Delação premiada da Petrobras
O instituto da delação premiada é vinculado diretamente ao arrependimento, tanto com relação a seus efeitos como também com relação à aplicação da pena.
domingo, 14 de setembro de 2014
Atualizado em 12 de setembro de 2014 12:33
Circula na mídia, com todo requinte do jornalismo investigativo, que Paulo Roberto Costa, ex-diretor de Refino e Abastecimento da Petrobras, revelou em depoimentos à Polícia Federal (PF), "que três governadores, seis senadores, um ministro e pelo menos 25 deputados Federais embolsaram ou tiraram proveito de parte do dinheiro roubado dos cofres da estatal"1.
Valeu-se o depoente do instituto da delação premiada e a homologação do acordo depende da decisão do Supremo Tribunal Federal, vez que os cargos referidos gozam de foro privilegiado. Cabe aqui uma rápida incursão a respeito do instituto que ganha projeção política e uma sedimentação no direito brasileiro, observando que anteriormente Marcos Valério Fernandes Souza, pela mesma via, ofereceu elementos que instruíram a Ação Penal 470, conhecida como "mensalão".

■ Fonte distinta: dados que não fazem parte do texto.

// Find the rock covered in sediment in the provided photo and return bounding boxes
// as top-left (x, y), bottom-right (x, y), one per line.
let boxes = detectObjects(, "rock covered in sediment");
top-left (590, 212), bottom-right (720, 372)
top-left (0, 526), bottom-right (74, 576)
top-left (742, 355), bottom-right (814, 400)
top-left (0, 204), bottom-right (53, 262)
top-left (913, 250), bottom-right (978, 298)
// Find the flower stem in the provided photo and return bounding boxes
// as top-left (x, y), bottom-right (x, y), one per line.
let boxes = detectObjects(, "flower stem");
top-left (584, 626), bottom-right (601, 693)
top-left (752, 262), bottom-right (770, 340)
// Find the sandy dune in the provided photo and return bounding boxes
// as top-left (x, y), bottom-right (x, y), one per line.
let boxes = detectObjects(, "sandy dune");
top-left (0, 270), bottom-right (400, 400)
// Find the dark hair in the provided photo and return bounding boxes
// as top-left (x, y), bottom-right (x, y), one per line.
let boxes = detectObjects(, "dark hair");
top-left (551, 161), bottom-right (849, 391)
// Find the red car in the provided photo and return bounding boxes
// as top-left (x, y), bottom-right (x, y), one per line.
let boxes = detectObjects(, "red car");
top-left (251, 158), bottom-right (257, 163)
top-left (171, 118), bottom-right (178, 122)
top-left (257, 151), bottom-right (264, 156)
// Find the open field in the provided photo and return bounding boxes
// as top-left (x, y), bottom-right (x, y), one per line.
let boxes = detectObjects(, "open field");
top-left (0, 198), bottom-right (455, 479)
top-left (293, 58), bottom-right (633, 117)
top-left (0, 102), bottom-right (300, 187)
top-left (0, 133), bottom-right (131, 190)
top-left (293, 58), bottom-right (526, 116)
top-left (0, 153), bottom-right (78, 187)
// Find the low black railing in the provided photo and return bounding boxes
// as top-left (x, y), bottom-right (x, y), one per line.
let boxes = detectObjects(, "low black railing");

A expressão delação, originária do latim (delatio) significa denunciar, delatar, acusar. Nascentes, em seu Dicionário, premiado ad immortalitatem, consegue atingir uma definição mais próxima do Direito e explica que é o fato de "revelar ocultamente à autoridade falta ou delito, designando o autor para satisfazer maus instintos ou auferir vantagens"2.
A legislação italiana foi a primeira a utilizar os mecanismos da delação premiada para combater a criminalidade organizada, com a operação conhecida entre nós como "mãos limpas" (mane pulite), com a criação da Lei dos Arrependidos (pentitismo), em 1979.
Exemplo típico é Tomasso Buscetta que, em troca de benefícios oferecidos pelo governo italiano, tais como segurança familiar, pessoal, troca de identidade, mudança de residência, delatou ex-companheiros de organizações mafiosas, possibilitando uma série de prisões importantes.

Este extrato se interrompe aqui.